Your phone sits on the coffee table, looking innocent enough. But if Ontario police have their way, that device could become their eyes and ears into your most private moments—without you ever knowing. Through “on-device investigative tools” that make traditional wiretaps look quaint, law enforcement can now capture everything: your screenshots, keystrokes, encrypted messages, even remotely activate your camera and microphone. Project Fairfield, the Windsor auto-theft investigation that netted 23 arrests and recovered $9 million in stolen vehicles, has become ground zero for a brewing fight over just how secret these digital intrusions should remain.

What Police Can See Now

These aren’t your grandfather’s wiretaps—they’re full-spectrum device takeovers.
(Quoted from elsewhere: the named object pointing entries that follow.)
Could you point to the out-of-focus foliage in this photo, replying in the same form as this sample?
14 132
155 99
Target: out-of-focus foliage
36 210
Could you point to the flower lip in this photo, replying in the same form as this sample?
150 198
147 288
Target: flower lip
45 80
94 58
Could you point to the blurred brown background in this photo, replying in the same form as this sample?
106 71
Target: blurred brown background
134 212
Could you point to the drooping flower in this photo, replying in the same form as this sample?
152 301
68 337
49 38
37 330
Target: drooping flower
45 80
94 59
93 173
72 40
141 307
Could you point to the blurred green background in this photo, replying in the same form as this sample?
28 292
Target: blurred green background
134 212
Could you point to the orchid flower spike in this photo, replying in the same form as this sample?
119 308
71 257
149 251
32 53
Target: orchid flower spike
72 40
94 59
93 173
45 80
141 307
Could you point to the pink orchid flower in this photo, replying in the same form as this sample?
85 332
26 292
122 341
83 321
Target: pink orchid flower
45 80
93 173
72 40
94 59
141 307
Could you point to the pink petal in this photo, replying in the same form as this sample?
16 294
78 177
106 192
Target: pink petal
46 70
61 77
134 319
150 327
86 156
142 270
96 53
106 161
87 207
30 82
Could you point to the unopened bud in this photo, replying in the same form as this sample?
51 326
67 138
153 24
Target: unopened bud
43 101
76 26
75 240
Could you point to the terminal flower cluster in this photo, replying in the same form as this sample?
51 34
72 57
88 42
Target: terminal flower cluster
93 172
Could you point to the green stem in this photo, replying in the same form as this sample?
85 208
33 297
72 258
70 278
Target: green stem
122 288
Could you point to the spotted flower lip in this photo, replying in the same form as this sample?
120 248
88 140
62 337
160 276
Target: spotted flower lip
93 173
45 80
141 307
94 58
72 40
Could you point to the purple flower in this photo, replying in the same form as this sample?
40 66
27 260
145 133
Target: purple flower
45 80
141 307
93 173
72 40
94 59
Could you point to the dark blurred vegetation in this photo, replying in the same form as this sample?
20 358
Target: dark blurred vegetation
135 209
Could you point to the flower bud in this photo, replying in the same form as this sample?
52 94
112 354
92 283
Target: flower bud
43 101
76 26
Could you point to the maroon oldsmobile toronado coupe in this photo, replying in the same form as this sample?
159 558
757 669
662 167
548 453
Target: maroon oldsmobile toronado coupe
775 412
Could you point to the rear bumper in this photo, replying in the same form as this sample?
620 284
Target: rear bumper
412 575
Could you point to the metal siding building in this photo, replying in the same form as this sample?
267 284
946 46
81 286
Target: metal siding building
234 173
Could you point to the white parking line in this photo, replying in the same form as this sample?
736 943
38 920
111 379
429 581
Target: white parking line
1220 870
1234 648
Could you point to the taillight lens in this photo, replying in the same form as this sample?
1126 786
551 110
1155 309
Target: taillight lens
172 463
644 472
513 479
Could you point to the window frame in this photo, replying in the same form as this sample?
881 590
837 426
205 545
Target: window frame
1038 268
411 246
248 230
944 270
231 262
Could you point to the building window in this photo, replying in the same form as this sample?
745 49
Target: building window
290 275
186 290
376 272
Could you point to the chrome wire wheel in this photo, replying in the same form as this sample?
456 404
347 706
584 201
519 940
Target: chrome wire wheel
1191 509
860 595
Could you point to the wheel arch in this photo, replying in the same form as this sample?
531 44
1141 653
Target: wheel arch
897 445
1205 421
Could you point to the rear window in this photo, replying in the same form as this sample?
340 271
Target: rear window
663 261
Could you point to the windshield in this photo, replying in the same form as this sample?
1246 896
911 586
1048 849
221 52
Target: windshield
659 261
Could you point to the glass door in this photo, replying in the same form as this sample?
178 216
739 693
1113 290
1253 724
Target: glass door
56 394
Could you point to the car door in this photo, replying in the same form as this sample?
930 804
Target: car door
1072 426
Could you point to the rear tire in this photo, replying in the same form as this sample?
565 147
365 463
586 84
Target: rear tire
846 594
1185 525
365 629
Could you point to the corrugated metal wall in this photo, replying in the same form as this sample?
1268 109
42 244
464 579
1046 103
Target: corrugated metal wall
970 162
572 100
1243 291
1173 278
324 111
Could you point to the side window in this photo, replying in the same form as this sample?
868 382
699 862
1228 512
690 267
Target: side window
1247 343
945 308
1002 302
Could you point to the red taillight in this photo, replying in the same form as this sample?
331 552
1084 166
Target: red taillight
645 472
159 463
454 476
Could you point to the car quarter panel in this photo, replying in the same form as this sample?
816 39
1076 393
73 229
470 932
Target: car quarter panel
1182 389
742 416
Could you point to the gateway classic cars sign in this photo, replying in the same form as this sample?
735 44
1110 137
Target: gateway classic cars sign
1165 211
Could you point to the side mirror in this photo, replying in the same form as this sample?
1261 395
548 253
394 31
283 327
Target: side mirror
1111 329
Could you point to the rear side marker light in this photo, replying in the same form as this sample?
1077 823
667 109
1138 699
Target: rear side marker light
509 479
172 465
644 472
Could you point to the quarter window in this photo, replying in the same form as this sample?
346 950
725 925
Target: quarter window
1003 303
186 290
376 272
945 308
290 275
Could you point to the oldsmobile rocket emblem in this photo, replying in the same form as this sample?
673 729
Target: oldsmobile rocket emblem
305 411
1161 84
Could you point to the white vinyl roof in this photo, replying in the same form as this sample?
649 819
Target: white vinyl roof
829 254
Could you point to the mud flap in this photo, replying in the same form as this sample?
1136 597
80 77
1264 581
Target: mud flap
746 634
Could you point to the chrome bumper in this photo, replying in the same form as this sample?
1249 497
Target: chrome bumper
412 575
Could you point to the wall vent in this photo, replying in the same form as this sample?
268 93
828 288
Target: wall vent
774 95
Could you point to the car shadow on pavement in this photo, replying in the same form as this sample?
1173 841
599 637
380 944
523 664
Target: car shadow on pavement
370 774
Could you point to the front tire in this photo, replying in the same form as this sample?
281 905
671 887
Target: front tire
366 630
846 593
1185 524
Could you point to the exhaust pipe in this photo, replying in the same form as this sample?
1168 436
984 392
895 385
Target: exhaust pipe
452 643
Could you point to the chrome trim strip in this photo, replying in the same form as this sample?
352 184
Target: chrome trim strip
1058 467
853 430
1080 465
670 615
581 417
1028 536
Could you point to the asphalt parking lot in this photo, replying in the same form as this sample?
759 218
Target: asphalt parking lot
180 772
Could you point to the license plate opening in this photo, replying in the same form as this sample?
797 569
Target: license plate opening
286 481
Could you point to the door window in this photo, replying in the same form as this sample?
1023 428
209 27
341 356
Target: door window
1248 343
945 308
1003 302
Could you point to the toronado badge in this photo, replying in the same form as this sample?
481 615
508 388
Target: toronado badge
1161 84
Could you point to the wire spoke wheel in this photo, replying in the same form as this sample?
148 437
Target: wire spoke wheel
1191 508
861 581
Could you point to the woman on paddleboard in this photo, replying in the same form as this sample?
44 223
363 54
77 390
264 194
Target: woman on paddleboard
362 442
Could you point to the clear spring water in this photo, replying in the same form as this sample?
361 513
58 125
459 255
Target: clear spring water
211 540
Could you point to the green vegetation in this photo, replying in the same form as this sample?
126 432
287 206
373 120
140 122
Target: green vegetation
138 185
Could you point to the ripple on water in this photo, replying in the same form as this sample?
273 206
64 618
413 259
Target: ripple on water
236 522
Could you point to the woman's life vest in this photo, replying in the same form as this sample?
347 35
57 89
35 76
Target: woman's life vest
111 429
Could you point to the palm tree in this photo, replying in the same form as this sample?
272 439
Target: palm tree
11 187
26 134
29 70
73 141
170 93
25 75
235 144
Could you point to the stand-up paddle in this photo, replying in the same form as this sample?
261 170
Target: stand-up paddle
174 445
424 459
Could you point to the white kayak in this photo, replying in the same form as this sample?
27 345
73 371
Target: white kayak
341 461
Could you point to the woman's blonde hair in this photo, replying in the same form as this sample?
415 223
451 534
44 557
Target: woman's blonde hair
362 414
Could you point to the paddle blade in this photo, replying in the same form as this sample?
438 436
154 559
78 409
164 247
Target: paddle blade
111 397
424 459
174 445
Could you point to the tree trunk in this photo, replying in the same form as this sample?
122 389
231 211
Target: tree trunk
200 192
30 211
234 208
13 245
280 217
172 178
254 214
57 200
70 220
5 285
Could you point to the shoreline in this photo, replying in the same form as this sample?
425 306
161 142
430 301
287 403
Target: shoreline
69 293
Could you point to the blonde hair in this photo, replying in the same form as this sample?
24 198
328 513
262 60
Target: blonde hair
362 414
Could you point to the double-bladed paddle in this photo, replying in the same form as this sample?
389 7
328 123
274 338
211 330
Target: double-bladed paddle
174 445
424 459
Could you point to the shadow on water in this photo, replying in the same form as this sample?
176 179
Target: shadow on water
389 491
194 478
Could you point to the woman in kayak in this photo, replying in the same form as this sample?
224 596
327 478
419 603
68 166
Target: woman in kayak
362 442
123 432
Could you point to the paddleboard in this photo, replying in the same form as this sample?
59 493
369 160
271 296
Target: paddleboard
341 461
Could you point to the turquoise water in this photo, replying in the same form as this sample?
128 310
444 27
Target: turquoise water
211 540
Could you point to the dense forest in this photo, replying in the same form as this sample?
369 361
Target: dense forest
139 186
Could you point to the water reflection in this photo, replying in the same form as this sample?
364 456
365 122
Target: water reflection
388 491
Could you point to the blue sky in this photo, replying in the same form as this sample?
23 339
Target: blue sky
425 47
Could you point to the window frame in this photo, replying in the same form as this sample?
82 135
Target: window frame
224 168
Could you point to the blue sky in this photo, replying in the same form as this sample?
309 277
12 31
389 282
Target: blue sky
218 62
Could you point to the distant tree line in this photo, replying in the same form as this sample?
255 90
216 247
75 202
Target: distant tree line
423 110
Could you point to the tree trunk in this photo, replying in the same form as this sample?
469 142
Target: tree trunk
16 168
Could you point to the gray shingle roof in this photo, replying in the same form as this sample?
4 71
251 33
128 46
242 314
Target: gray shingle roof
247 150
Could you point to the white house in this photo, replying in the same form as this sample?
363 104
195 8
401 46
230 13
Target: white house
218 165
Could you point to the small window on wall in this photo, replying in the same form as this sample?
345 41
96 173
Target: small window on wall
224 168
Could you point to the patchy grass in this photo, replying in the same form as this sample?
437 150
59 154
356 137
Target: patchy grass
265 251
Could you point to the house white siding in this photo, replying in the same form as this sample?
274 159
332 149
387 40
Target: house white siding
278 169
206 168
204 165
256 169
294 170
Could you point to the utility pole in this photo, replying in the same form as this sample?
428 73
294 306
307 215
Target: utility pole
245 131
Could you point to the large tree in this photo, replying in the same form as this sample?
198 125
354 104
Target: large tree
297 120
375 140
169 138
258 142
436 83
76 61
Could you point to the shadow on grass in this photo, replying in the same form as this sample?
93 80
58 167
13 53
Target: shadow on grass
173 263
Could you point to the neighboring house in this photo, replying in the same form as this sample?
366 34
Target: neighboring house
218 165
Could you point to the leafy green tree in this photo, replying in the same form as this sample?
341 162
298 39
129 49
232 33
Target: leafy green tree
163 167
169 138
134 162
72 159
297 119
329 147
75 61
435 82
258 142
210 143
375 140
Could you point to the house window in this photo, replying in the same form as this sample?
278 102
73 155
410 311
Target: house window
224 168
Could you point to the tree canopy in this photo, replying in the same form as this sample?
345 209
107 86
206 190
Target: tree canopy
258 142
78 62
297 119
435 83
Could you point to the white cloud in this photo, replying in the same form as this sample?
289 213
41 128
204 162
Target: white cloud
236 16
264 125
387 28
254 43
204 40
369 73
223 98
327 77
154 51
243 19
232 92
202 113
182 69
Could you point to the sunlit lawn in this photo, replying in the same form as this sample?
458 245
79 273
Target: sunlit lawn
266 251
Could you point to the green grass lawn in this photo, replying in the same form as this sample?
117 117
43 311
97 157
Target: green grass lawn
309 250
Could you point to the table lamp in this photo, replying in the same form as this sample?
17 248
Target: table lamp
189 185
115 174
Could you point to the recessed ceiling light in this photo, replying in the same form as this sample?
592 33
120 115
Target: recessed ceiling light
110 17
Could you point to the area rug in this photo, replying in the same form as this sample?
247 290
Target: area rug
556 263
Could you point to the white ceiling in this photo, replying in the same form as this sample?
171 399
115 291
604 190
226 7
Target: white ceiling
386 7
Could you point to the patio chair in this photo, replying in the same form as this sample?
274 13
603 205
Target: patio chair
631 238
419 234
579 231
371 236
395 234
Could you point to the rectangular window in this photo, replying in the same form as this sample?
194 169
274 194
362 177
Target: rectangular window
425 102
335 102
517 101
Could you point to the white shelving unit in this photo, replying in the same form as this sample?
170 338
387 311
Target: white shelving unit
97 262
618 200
ODITs give investigators god-mode access to smartphones and computers. Unlike traditional surveillance that intercepts messages in transit, this spyware lives on your device, capturing everything from call logs and photos to real-time typing and live audio. The tools can crack end-to-end encrypted conversations that were supposed to be bulletproof. One former intelligence officer told Parliament a single operation easily costs half a million dollars—suggesting police reserve this nuclear option for major cases.

The Secrecy Wars

Prosecutors would rather drop cases than reveal how the sausage gets made.

Crown attorneys and police are “fighting tooth and nail” to keep everything about ODITs classified: which companies make them, how they work, even basic safeguards that exist. In Brampton’s Project Vegas drug investigation, federal prosecutors have refused to release over 140 documents about the spyware, citing public interest protections under Canada’s Evidence Act. The secrecy runs so deep that authorities pre-agreed to abandon prosecutions rather than reveal vendor identities—a fact they didn’t tell the judge who authorized the surveillance.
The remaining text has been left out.